Last week, central banks in the United States, Britain and Australia raised interest rates and investors braced for further tightening as policymakers grappled with soaring inflation.

After dipping in the red for about two hours, the S&P was solidly bullish for the last time in the day, unlike Monday’s furious selling. Technology, the fastest growing sector in the market, led the gains as investors reacted to falling bond yields.

“If we’ve seen the worst of the rate of change in long-term interest rates, that could allow equities to do a bit better,” said Sameer Samana, senior global markets strategist at Wells Fargo Investment Institute in St. Louis.

The Dow Jones Industrial Average (.DJI) rose 14.43 points, or 0.04%, to 32,260.13, the S&P 500 (.SPX) gained 26.46 points, or 0.66%, to 4,017.7 and the Nasdaq Composite (.IXIC) added 183.51 points, or 1.58%, to 11,806.75.

The pan-European STOXX 600 index (.STOXX) closed up 0.68% while the MSCI gauge of stocks across the world (.MIWD00000PUS) last rose 0.31%.

Matthew Miskin, co-head of investment strategy at John Hancock Investment Management, was reassured by policymakers, including Cleveland Federal Reserve Bank President Loretta Mester. While Mester said unemployment could rise and growth could slow, she added that the tightening should not cause a “sustained slowdown”. Read more

“They’ve been so hawkish that the market wants to sniff it out at any little move,” Miskin said. “When it comes to feelings, a lot of people are looking for surrender. The dots aren’t fully connected for that yet.”
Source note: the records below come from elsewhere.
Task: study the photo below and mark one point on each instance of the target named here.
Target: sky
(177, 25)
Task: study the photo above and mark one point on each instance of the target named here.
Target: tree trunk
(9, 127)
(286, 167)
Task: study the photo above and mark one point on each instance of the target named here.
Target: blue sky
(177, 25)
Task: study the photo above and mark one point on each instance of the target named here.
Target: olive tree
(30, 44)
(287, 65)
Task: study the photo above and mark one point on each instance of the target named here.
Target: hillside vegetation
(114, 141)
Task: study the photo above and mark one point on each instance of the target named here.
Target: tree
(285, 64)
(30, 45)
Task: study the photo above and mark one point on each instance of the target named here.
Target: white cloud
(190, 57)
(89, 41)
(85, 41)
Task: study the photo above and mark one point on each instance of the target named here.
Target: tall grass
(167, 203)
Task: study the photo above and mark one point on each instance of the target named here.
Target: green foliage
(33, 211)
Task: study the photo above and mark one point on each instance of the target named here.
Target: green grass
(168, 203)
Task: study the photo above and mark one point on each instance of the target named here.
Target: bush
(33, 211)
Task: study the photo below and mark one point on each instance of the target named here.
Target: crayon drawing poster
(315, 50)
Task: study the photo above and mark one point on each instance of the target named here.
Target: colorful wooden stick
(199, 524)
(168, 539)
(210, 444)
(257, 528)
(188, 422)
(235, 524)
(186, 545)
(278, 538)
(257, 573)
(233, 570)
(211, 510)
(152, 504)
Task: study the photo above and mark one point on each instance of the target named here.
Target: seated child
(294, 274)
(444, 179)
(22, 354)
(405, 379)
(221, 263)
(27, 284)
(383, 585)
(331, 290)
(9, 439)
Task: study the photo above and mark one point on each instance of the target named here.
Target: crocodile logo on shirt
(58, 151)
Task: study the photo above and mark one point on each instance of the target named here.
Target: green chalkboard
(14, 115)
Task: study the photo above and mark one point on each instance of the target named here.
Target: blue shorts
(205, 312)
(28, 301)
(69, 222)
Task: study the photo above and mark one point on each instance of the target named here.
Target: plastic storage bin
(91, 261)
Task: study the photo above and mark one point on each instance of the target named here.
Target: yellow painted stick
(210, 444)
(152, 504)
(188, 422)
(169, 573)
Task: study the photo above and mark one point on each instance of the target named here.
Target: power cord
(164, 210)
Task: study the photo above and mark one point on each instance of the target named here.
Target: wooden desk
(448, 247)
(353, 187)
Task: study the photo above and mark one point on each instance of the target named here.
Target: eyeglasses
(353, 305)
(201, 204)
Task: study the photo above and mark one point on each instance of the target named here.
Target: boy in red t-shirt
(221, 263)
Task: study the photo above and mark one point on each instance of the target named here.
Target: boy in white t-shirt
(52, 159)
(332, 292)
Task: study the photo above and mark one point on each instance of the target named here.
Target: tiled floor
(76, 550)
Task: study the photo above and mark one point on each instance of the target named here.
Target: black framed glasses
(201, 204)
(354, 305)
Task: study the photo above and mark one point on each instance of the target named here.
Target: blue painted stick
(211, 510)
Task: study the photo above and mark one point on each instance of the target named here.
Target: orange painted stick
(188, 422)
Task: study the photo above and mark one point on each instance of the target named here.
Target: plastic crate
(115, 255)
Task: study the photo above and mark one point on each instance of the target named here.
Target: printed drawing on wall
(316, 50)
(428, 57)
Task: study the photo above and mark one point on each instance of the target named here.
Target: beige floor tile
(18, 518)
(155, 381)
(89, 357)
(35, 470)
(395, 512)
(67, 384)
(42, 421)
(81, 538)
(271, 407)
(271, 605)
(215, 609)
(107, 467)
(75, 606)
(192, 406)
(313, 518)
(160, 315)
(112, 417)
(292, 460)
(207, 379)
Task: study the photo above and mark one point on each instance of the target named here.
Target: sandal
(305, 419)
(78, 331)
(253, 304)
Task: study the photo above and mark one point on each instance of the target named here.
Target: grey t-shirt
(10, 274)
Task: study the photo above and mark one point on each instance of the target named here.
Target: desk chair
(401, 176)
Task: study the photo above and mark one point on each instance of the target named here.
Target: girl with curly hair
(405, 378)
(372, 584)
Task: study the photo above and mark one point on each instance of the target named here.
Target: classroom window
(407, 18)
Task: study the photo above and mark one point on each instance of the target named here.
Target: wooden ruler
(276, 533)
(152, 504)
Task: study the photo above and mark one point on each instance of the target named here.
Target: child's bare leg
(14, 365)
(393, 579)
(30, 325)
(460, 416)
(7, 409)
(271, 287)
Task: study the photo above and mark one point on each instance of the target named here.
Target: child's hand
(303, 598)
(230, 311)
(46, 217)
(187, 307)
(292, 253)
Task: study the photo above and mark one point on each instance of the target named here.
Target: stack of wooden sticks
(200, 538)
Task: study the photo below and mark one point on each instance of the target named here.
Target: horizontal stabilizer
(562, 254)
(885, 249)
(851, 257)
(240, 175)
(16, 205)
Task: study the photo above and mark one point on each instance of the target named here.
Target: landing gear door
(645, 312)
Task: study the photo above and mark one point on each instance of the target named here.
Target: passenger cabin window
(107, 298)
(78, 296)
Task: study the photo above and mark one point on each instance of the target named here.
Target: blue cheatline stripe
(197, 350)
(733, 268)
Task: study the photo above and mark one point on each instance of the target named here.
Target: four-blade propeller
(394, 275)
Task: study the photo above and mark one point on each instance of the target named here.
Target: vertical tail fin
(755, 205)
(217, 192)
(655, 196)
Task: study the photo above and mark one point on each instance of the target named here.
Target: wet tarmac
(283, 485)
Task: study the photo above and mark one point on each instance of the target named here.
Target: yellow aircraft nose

The U.S. dollar was choppy on Tuesday as it held near a two-decade high ahead of a key reading on inflation that could give some insight into the Fed’s policy trajectory. Read more

The dollar index rose 0.203%, with the euro down 0.23% at $1.0531. The yen weakened 0.09% to 130.38 to the dollar, while the pound last traded at $1.2322, down 0.07% on the day.

Oil prices fell in volatile trade as the market balanced looming European Union sanctions on Russian oil with demand concerns over China’s coronavirus lockdowns, a strong dollar and growing recession risks .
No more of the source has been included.